Как я знаю, перед самой войной, якобы для продления срока, эти удостоверения у братьев забрали. Позже, когда война уже шла и один брат уже погиб, я у остальных спросила:
- Почему вы воюете? Ведь силы явно неравные. С автоматом против танка и самолета? - на что они ответили:
- Мы клятву дали. От своего слова не отступим, пока не будет иного приказа… А воюем за Родину, как Бог дал. И как Богом предписано, так и будет. Аминь. Ты лучше, сестренка, благослови наш Газават…
- Гал Аладович, - продолжает Аврора, - вы простите, но отвечая на ваш вопрос, далеко забежала. А перед войной, когда я была студенткой, был у меня парень-однокурсник. Мы любили друг друга, встречались, письма писали. Перед самой войной он сделал мне предложение.

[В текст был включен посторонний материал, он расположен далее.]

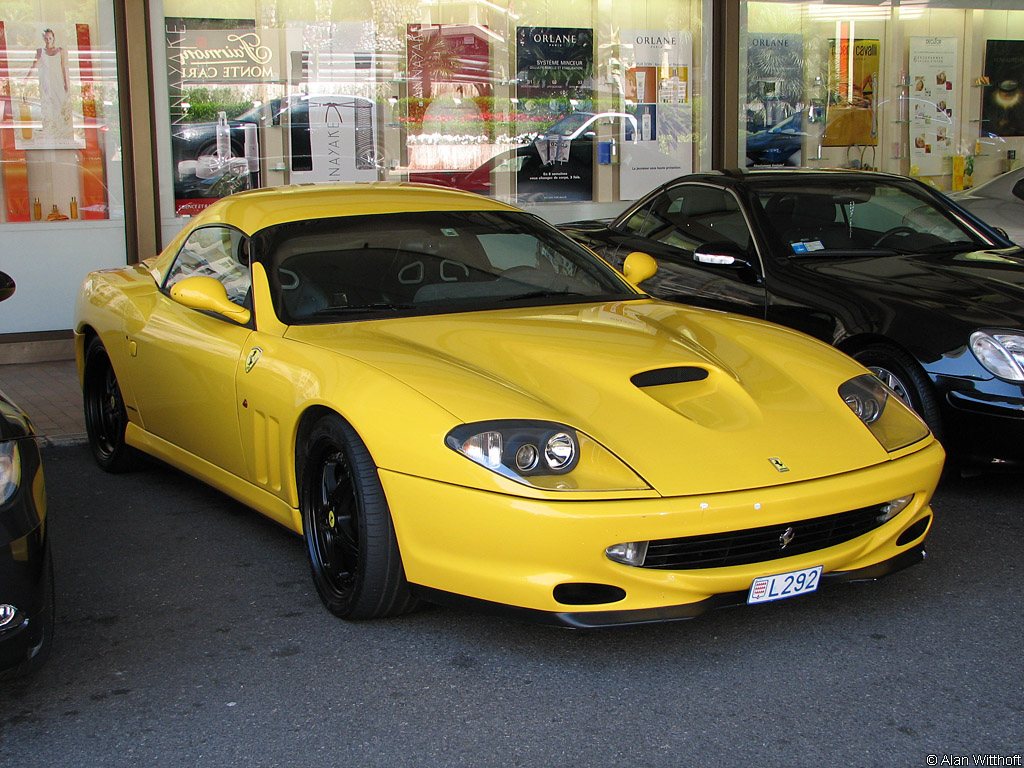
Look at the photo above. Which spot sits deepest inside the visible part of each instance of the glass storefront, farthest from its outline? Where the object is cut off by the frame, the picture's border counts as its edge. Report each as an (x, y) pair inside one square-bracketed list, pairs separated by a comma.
[(588, 102), (568, 111), (61, 212), (933, 90)]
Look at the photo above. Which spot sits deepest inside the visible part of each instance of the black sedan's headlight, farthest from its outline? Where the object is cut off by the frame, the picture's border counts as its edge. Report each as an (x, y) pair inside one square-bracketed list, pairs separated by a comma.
[(1000, 352), (544, 455), (10, 470), (891, 421)]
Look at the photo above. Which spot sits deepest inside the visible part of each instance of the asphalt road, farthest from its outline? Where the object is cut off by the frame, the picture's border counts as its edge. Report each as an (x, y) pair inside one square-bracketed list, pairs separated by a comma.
[(188, 634)]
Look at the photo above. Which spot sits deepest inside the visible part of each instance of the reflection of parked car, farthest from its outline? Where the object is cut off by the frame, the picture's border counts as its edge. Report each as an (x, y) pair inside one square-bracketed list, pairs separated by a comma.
[(194, 145), (26, 566), (454, 401), (884, 267), (778, 144), (998, 202), (558, 165)]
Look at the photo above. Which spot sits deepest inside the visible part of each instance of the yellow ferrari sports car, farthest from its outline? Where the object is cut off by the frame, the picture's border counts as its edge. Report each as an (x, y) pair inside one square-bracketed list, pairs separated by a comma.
[(453, 401)]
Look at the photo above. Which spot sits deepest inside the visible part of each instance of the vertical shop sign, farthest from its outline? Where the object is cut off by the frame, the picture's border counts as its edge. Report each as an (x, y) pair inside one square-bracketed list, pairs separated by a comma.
[(332, 139), (92, 204), (658, 65), (207, 60), (13, 169), (774, 93), (554, 69), (1003, 109), (933, 101), (554, 61), (851, 117)]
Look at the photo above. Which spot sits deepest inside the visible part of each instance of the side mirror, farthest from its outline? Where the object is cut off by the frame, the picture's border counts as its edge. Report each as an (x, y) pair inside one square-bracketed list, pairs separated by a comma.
[(208, 294), (722, 254), (638, 267), (6, 286)]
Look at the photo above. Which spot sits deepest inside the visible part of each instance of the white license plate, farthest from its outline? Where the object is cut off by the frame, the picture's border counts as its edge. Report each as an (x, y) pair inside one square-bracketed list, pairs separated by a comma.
[(781, 586)]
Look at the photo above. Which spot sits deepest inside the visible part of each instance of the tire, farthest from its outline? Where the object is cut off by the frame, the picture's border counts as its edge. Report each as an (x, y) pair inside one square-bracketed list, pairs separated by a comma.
[(904, 376), (350, 540), (105, 417)]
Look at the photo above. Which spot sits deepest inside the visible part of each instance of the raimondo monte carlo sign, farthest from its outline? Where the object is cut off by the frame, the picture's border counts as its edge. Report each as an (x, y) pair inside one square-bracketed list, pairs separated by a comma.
[(224, 55)]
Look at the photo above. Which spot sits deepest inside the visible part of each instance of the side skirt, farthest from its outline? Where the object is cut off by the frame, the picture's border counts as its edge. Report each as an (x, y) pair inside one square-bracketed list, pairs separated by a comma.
[(242, 491)]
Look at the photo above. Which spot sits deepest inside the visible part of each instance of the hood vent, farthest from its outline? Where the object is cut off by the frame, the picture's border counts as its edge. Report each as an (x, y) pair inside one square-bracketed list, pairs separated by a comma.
[(678, 375)]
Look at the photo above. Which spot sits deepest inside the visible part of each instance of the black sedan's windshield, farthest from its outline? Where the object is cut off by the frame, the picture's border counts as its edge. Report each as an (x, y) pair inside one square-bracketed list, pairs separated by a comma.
[(823, 216), (377, 265)]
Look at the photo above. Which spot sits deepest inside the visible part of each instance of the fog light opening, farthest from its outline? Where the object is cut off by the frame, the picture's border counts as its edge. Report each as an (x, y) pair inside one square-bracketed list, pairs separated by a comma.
[(890, 509), (914, 531), (588, 594), (8, 613), (630, 553)]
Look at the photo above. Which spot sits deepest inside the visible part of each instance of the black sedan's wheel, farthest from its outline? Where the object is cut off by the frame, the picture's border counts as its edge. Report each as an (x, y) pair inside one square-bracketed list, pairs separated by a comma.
[(347, 525), (105, 417), (901, 373)]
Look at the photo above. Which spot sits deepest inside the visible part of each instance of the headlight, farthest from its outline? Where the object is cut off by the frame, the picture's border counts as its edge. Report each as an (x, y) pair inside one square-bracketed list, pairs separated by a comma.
[(10, 470), (1001, 353), (892, 422), (544, 455)]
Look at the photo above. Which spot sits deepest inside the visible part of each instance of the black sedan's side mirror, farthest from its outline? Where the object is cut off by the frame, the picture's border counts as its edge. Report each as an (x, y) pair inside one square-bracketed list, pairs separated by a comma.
[(722, 254), (6, 286)]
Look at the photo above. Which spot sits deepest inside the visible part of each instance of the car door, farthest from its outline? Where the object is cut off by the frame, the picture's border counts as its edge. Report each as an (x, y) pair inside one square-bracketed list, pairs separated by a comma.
[(187, 358), (672, 225)]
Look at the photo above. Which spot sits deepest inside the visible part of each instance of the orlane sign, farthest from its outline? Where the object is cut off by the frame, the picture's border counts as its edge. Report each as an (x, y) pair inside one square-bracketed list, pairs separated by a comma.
[(238, 55)]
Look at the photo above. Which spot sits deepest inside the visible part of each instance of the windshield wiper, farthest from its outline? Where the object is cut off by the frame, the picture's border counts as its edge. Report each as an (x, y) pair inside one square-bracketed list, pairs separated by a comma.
[(960, 246), (539, 295), (345, 308)]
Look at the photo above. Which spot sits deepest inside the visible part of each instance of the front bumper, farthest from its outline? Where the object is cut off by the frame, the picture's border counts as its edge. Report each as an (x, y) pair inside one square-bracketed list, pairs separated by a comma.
[(983, 420), (26, 570), (596, 619), (514, 552)]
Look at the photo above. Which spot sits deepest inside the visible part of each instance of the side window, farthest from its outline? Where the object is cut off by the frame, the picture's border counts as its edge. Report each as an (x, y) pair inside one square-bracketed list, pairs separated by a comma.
[(635, 223), (704, 214), (216, 252)]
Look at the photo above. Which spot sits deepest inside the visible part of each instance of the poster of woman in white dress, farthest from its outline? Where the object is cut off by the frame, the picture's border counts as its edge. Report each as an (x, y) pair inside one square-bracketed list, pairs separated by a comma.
[(44, 113)]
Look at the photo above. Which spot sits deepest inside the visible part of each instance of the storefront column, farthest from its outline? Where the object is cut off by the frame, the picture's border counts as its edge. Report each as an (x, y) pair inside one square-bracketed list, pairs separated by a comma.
[(725, 84), (135, 85)]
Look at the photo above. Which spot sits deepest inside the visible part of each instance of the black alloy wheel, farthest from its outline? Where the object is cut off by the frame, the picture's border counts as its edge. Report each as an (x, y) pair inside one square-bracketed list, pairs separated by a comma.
[(105, 417), (350, 540)]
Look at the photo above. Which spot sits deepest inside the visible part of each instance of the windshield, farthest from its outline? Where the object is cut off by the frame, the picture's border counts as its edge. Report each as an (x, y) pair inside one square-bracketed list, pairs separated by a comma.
[(349, 267), (811, 216)]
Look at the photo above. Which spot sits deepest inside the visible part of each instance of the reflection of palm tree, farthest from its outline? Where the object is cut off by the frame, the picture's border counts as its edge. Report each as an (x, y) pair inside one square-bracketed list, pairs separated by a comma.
[(435, 58), (774, 72)]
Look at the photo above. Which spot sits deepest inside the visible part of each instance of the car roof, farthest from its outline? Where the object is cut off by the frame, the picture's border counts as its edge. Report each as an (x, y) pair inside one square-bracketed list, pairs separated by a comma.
[(257, 209), (735, 177)]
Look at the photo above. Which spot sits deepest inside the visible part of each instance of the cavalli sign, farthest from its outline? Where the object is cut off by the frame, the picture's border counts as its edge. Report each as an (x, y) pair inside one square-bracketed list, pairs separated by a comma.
[(222, 55)]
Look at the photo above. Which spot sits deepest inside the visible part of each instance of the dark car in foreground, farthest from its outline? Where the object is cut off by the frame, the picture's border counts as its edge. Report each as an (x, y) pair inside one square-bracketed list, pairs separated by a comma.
[(26, 566), (889, 270)]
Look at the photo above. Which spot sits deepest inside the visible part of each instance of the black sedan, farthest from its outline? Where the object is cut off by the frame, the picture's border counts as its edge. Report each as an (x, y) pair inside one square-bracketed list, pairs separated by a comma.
[(26, 567), (889, 270)]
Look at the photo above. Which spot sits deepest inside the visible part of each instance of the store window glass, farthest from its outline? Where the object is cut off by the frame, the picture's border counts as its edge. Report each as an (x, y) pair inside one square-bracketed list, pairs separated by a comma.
[(587, 101), (914, 87), (59, 138)]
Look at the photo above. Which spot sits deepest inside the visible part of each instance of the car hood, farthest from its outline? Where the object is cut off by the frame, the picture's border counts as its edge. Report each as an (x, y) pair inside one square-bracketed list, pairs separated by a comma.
[(980, 288), (769, 393)]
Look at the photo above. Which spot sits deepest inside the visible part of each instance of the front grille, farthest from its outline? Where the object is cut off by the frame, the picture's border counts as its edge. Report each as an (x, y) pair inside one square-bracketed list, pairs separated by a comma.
[(759, 545)]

А я то ли для приличия, то ли не судьба, сказала: "Можно, я немного подумаю?" Тут началась война, больше я его не видела, и только позже узнала - он погиб в первый день войны от авиаудара.
После этого была долгая пауза:
- Налить вам еще чая? - предложила Аврора и чуть погодя сказала: - Было у меня в жизни еще одно предложение от вашего друга Ломаева.
- А ему почему отказала? - спросил Цанаев.
- Женат, ребенок… А если честно, не в моем вкусе.
- А ты не боишься одинокой на старости лет остаться? - вдруг ляпнул Цанаев.
- Уже старая, - усмехнулась Аврора, и тут же, став серьезной: - Очень боюсь, - она резко встала. - Гал Аладович, вам нельзя здесь долго быть, вредно.
- А тебе не вредно?
- Вы не поверите, - улыбнулась Аврора, - я здесь себя так хорошо чувствую… Этот разбитый город, руины. А дома стоны и вид изуродованных… И дома своего нет. Здесь, как в раю! - грустно улыбнулась она, и совсем неожиданно: - Гал Аладович, а вы почему не молитесь, вы ведь мусульманин? И вредные привычки у вас, - это похлеще нашей лаборатории.
Этим Цанаев был явно смущен. Стушевавшись, он вяло выдал:
- Ну и "рай" у тебя, - пошел на самый вверх, на балкончик, захотелось курить, а заодно подышать чистым воздухом после спертого угара подвала.